I’d start with two answers: first, the middle-class popularity of guitars meant that a lot more instruments were made, and that trickled down in terms of lower prices and second-hand instruments, so led directly to a lot of rural musicians who previously could not have afforded guitars getting them.

And, of course, lots of early recording artists were directly influenced by parlor traditions – just look at all the folks who played Spanish Fandango. That said, the popularity of guitars since the 1960s has meant the instrument is wildly over-represented in reissue projects, and in terms of influence in mainstream pop, guitars were distantly behind lots of other instruments until the 1960s. (And, just to put my expertise in context: I had to google “B.M.G. movement.”)
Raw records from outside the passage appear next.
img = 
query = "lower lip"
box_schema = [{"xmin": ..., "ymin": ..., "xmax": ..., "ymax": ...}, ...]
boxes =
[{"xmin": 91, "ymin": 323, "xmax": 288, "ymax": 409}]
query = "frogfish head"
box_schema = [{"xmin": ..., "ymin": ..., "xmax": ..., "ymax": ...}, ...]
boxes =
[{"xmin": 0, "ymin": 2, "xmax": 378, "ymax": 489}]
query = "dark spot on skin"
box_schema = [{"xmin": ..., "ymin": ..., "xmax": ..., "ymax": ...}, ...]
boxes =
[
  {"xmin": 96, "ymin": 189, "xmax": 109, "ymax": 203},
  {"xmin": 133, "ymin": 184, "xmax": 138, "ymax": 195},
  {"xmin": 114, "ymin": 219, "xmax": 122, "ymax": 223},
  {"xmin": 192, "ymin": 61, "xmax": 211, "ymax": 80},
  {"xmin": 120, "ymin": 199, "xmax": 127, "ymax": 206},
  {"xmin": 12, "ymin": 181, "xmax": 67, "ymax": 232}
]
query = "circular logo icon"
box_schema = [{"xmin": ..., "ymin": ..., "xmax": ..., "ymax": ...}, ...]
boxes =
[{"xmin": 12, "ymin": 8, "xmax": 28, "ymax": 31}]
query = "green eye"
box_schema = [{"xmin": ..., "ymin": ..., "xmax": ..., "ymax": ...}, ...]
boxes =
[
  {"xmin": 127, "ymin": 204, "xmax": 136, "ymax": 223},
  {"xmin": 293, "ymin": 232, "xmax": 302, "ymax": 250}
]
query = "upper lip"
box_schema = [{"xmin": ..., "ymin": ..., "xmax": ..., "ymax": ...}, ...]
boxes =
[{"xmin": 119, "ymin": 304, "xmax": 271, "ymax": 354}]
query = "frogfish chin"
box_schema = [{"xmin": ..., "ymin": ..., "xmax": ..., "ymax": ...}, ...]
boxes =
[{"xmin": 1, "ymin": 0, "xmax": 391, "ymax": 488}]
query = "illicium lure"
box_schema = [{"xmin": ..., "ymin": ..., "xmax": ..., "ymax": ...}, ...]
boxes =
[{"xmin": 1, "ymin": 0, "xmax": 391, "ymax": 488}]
In your keynote speech at the upcoming Melbourne Conservatorium of Music conference, The Guitar Century (c. 1880-1980): Global Trends and Local Contexts, you’ll be talking about early 20th-century guitar playing in America and the way our perceptions of this period are dominated by the extant recordings. What can we learn about the guitar-playing of this period by looking beyond the body of recorded music?

That’s what I’ll be doing my best to explore in my talk, and it’s a complicated question. But the first step is understanding that the body of recorded music represents what record companies thought they could sell, not what people were playing – and that includes people who made hundreds of recordings. To take an obvious example, Lonnie Johnson made hundreds of blues records, but seems to have always devoted most of his efforts outside the studio to performing current pop hits.

To what extent did the birth of the recording industry favour the guitar and help bring it to prominence in the twentieth century?

The birth of the industry did virtually nothing for guitars, since they didn’t record well on acoustic cylinders, but, later on, the cowboy trend made a lot of kids want a guitar, and then country singers like Eddie Arnold … and then, of course, Elvis Presley and all that followed.

On Bob Dylan’s recordings from the early 1960s his guitar playing is quite skilful, reflecting the techniques and accompaniment styles he had learnt from musicians such as Dave Van Ronk. After 1965, his guitar playing becomes much less of a feature in his recordings and performances. Do you think the instrument was less important to him after the mid-1960s?

Actually, I’d say Dylan’s guitar work was more influenced by Jack Elliott than anybody else, and that was a great model. Even the Rev. Gary Davis pieces he played mostly came from Elliott, and his very effective way of flatpicking blues.

I also hear some Everly Brothers – and, of course, a bit of Dave. As for his later playing, when he could hire some of the best guitarists in the business, he naturally concentrated on other aspects of his music. Which said, it seems to me his version of Willie McTell’s Broke Down Engine and some other blues tracks from the early 1990s are as good as anything he played in the 1960s.

Elijah Wald will be giving a keynote address as part of the Melbourne Conservatorium of Music’s Guitar Perspectives Winter Celebration (2–4 August, 2019).